Keutel syndrome is a rare inherited disorder characterized by abnormal cartilage calcification, distinctive facial features, brachytelephalangy (shortened finger bones), and respiratory tract anomalies. First described in 1971, this autosomal recessive condition typically presents in early childhood. The syndrome primarily affects the skeletal and respiratory systems, and although it is non-progressive, it can cause significant morbidity due to airway complications and recurrent respiratory infections.

Causes

Keutel syndrome is caused by mutations in the MGP gene (matrix Gla protein), which plays a crucial role in preventing abnormal calcification in soft tissues, particularly cartilage and blood vessels. The MGP protein is vitamin K-dependent and normally inhibits inappropriate mineralization. Mutations in this gene result in loss of function, leading to abnormal calcification of cartilage and other soft tissues. The condition is inherited in an autosomal recessive pattern, meaning both copies of the gene must be mutated for the disorder to manifest.

Symptoms

Clinical features of Keutel syndrome vary in severity but often include:

• Abnormal cartilage calcification: Especially in the trachea, leading to airway stiffness and respiratory problems

• Brachytelephalangy: Shortening of the distal phalanges (fingertips)

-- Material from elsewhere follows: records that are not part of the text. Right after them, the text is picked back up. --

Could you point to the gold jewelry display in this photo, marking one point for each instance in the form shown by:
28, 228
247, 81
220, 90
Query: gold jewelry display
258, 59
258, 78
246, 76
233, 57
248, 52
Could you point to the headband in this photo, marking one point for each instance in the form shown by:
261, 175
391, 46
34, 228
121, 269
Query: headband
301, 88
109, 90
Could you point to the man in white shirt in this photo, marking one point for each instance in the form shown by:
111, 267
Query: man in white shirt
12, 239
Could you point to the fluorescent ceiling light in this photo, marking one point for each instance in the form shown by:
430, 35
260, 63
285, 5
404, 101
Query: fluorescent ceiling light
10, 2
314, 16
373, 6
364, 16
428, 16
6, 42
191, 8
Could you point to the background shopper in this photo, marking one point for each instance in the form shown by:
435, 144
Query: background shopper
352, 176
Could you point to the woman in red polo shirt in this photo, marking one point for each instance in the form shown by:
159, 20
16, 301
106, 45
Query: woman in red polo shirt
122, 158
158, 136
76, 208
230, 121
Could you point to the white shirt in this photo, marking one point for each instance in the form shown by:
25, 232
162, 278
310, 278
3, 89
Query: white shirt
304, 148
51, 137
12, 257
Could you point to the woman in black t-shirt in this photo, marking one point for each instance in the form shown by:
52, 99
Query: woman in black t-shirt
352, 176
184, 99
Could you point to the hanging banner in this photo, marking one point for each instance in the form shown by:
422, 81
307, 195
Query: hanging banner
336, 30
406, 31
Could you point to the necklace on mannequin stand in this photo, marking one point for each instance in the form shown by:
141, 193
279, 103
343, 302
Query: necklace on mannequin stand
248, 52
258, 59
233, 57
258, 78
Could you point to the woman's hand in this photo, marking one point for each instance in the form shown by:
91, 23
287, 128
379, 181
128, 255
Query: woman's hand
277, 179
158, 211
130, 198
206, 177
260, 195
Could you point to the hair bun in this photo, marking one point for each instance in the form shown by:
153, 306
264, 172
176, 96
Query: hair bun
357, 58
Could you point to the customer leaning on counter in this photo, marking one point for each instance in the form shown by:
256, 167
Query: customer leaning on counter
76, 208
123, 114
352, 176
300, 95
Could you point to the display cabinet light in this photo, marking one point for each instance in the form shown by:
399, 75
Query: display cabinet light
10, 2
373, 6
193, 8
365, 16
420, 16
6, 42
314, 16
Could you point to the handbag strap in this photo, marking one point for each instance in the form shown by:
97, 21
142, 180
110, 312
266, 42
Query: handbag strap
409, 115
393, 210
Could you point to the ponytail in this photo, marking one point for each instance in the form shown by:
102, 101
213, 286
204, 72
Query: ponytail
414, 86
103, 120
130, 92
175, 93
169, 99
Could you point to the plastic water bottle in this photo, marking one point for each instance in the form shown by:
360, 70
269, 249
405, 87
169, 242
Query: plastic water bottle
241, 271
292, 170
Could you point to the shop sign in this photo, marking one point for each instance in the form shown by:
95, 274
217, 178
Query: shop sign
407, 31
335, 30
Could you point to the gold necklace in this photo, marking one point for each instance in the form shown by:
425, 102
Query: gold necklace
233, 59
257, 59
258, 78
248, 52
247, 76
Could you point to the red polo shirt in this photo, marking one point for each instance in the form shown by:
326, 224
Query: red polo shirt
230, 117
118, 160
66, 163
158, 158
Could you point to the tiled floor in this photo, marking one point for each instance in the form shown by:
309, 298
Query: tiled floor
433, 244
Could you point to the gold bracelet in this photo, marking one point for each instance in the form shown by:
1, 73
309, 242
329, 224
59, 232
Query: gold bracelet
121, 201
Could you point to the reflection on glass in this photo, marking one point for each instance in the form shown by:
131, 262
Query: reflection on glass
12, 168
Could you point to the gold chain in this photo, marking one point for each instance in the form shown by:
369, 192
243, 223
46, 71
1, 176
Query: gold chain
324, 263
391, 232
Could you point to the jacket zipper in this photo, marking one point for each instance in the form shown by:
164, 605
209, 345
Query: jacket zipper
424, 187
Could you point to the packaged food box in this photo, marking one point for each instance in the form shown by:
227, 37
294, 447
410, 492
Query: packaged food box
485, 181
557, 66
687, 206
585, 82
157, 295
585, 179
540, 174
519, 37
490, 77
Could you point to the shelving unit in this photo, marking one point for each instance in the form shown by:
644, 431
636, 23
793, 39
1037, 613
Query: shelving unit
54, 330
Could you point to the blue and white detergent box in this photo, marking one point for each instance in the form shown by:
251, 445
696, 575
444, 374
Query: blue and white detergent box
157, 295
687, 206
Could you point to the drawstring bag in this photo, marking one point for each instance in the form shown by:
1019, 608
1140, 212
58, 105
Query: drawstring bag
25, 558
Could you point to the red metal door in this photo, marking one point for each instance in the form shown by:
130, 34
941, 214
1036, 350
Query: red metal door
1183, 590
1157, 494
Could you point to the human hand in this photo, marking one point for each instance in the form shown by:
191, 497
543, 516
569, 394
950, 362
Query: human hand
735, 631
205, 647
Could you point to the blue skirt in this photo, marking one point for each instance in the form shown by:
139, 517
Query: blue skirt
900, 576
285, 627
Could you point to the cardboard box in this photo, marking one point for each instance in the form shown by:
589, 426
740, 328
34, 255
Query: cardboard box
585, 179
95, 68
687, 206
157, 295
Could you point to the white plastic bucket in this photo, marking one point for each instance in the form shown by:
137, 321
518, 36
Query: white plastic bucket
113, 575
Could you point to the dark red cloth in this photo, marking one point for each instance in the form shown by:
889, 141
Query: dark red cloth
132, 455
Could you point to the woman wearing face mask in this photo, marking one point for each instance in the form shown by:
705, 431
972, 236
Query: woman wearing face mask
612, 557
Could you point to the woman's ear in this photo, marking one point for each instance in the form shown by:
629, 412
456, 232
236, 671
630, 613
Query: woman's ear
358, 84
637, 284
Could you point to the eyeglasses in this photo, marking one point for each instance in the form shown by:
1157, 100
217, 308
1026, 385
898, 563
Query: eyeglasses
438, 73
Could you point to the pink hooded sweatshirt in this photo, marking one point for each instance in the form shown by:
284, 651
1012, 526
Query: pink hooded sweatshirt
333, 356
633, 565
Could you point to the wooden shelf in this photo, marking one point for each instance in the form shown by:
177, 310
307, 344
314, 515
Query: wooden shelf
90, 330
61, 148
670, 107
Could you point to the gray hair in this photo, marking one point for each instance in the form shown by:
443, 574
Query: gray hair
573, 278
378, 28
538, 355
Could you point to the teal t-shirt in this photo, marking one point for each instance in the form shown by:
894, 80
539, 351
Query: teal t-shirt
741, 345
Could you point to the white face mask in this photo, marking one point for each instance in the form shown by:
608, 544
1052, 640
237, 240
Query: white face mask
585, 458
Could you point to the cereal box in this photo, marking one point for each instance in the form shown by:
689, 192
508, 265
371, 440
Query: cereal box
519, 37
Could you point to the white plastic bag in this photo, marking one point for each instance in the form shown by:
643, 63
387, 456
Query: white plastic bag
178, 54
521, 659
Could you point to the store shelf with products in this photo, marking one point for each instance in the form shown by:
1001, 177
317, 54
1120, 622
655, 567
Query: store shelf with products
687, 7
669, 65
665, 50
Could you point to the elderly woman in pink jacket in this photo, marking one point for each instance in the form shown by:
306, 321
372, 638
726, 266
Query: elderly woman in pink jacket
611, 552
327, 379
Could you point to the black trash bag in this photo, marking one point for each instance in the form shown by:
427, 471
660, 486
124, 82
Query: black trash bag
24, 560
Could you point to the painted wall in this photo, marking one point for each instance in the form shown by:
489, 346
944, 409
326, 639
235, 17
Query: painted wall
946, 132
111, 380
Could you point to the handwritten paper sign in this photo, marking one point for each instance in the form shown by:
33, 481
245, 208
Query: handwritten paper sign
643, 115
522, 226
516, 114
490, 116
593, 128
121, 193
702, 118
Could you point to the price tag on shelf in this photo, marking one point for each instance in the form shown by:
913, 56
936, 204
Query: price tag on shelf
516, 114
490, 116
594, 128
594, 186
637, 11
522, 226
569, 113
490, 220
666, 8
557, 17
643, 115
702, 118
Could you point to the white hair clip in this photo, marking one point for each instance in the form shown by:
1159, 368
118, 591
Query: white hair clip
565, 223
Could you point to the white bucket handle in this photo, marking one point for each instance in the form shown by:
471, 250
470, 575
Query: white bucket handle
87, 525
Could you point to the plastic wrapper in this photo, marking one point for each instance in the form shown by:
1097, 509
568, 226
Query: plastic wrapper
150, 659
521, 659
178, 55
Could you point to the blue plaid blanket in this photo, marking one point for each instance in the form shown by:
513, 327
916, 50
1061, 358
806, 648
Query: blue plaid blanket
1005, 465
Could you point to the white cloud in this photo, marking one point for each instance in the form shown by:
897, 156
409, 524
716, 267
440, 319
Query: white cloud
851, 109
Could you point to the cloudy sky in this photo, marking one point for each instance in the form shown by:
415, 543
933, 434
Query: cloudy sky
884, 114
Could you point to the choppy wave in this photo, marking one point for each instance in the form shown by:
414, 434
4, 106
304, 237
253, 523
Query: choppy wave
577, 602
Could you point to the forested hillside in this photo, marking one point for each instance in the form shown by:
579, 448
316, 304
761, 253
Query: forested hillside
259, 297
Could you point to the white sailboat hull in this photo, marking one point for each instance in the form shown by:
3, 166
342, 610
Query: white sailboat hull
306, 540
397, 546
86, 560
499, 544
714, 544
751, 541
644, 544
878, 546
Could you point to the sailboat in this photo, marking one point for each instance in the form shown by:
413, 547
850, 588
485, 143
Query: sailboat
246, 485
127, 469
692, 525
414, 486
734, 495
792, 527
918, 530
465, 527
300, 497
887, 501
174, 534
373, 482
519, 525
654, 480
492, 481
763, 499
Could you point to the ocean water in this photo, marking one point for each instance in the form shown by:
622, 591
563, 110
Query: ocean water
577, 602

• Facial dysmorphism: Midface hypoplasia, depressed nasal bridge, and small jaw

• Hearing loss: Often conductive, due to calcification of the auditory canal structures

• Recurrent respiratory infections: Due to narrowed and rigid airways

• Tracheobronchial calcifications visible on X-ray

• Possible mild intellectual disability in some cases

Symptoms usually develop in infancy or early childhood and tend to remain stable throughout life.

Diagnosis

Diagnosis of Keutel syndrome is based on clinical examination, imaging studies, and genetic testing. Key diagnostic steps include:

• Physical examination revealing characteristic facial features and shortened fingertips

• X-rays or CT scans showing calcification of cartilage in the trachea, ears, or ribs

• Hand radiographs confirming brachytelephalangy

• Audiometric tests to assess hearing loss

• Genetic testing to identify mutations in the MGP gene

Given the overlap of symptoms with other skeletal dysplasias, genetic confirmation is essential for accurate diagnosis.

Treatment

There is no cure for Keutel syndrome, and treatment is supportive and focused on managing symptoms and preventing complications. Management may include:

• Respiratory care: Monitoring and treating airway obstruction and infections; in severe cases, surgical intervention or tracheostomy may be required

• Hearing support: Use of hearing aids for conductive hearing loss

• Physical therapy: To improve mobility and function, particularly in the hands

• Speech therapy: If speech is affected due to hearing loss or facial structure

• Regular follow-up with a multidisciplinary team including pulmonologists, ENT specialists, and genetic counselors

Prognosis

The prognosis for individuals with Keutel syndrome is generally favorable, as the condition is non-progressive. While respiratory complications and hearing loss can affect quality of life, early diagnosis and appropriate supportive care can help manage these issues effectively. Most individuals can live into adulthood, although they may require ongoing medical support for respiratory and hearing-related problems. Lifespan is typically normal if serious complications are avoided.